Bien qu’il soit pour la première fois adapté d’une oeuvre littéraire, No country for old men ne diffère pas des précédents films des Coen : le héros est un outsider dépassé par les événements, coincé dans une situation inextricable. Comme souvent, l’élément déclencheur est l’argent : c’est lui qui amène les personnages de Sang pour sang, Fargo, The big Lebowski (1998), The Barber ou bien Ladykillers (2004) au bord du gouffre.
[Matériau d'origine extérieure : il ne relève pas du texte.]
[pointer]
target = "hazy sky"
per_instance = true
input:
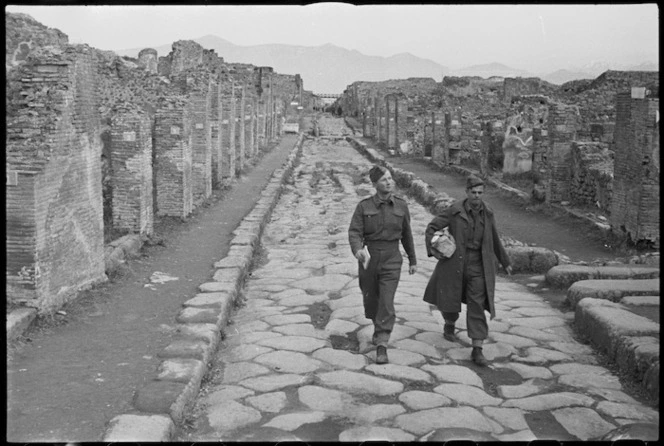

L’humour est bien sûr présent. Après tout, le rire n’est-il pas la politesse du désespoir ? Servi froid ou bien noir, il est toujours ironique, mais bien qu’on les ait souvent accusés d’être cyniques, les frères Coen ont toujours une pensée attendrie pour leurs héros et héroïnes. Qu’ils soient losers jusqu’au bout des ongles (Nicolas Cage et sa mine ahurie dans Arizona Junior (1987), Jeff Bridges en peignoir et caleçon dans The Big Lebowski), des « innocents » pleins de ressources (Tim Robbins dans Le Grand saut (1994), Irma P.Hall dans Ladykillers), ou bien des manipulateurs à leur tour manipulés (le plus bel exemple reste Gabriel Byrne dans Miller’s Crossing), les frangins se mettent constamment à hauteur d’homme pour suivre leur parcours, lequel ne se termine jamais sur une note manichéenne.

L’intégrité au service de l’histoire

A l’époque de la sortie du sombre et complexe Miller’s Crossing (1991) et de leur kafkaien Barton Fink (1991), les critiques s’avouaient surpris par le changement de ton opéré par rapport à leur premiers films, surtout l’azimuté Arizona Junior. Bien que celui-ci doive beaucoup à leur amitié avec un authentique kamikaze de la caméra, Sam Raimi, la démarche reste logique pour les deux frères : ils s’adaptent à l’histoire qu’ils souhaitent mettre en scène. Contrairement à un Brian de Palma ou un John Carpenter, les Coen ne sont pas des forcenés du style, des obsédés de l’esthétisme. Du talent pour la mise en scène, ils en ont plus que de raison, mais elle ne s’exprime jamais au détriment de l’histoire et de ses protagonistes. Pas de « patte » visuelle chez eux, les raisons de s’émerveiller sur leurs films sont indéniablement aussi différentes que leurs long-métrages eux-mêmes. Sans doute est-ce la raison pour laquelle de si nombreux titres de leur filmographie sont aujourd’hui cultes, et ce dans des genres aussi différents que le film noir, la comédie loufoque et le drame d’époque. Eclectisme, originalité, indépendance, une intégrité jamais démentie : en douze films, les Coen ont déjà derrière eux une des carrières les plus incroyablement addictives qui soient. L’une des plus incontournables.